The Parquet file structure

The Parquet file format stores tabular data, i.e. values organized in columns and rows.

Such a table is split by Parquet into blocks of consecutive rows (called row groups), while each block stores the values column by column (called column chunks). Each column chunk is further split into column pages.

Here is an example table[3]:

Column chunks are the main content of a Parquet file. They are written to the file in the following sequence:

The location (starting position within the file) of row groups and column chunks can be determined from the file footer, a section at the end of the file that contains metadata about the file structure. By reading the footer, the reader can jump directly to the position in the file where row groups and column chunks start. This allows for parallel reading without the need to read unrelated rows or columns.

The Parquet specification states that a column page is the smallest part of a Parquet file that is not splittable. In order to read a value at the end of a column page, the entire page up to that value has to be read. However, a Parquet file is best split on row group boundaries, as this involves the fewest file seek operations with the highest “relevant bytes” to “read bytes” ratio.

Inspecting Parquet files with Spark

There exist tools like Parquet CLI (Java, Python) or its predecessor Parquet Tools (Java, Python), that allow to inspect the inner structure of Parquet files.
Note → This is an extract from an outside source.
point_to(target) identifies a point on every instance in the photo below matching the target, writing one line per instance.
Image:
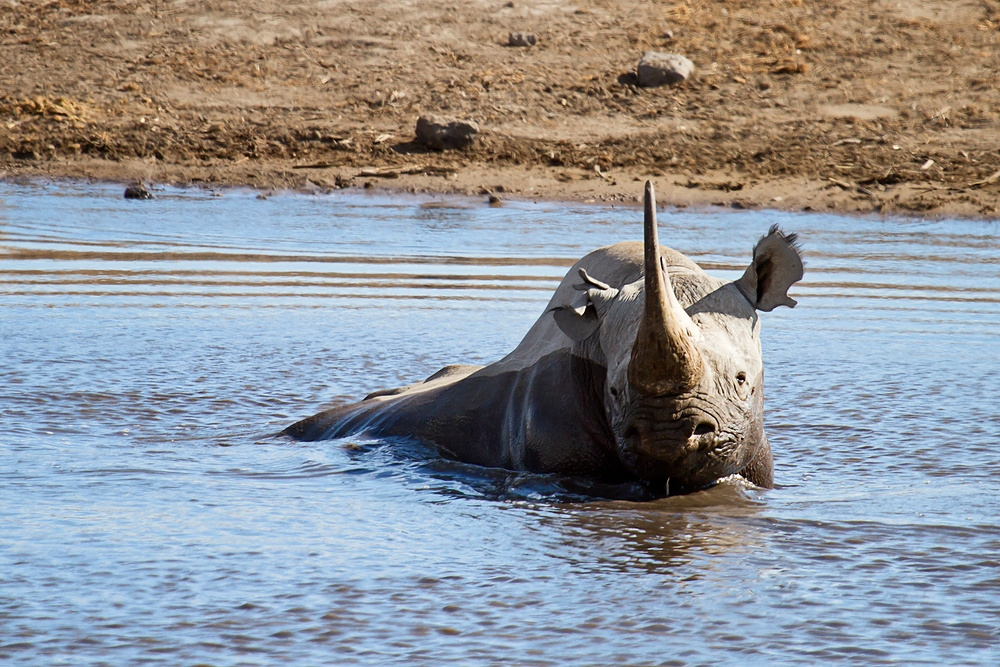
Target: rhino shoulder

The Spark Extension package (starting with release v2.6.0) reads those Parquet metadata into a Spark Dataframe in a scalable way:

import uk.co.gresearch.spark.parquet._

spark.read.parquetMetadata("/path/to/parquet").show()
import gresearch.spark.parquet

spark.read.parquet_metadata("/path/to/parquet").show()
+-------------+------+-------------+---------------+----+------------------+------------------+
|     filename|blocks|compr…edBytes|uncompr…edBytes|rows|         createdBy|            schema|
+-------------+------+-------------+---------------+----+------------------+------------------+
|file1.parquet|     1|         1268|           1652| 100|parquet-mr versio…|message spark_sch…|
|file2.parquet|     2|         2539|           3302| 200|parquet-mr versio…|message spark_sch…|
+-------------+------+-------------+---------------+----+------------------+------------------+

Parquet metadata can be read on file level, row group level, column chunk level and Spark Parquet partition level.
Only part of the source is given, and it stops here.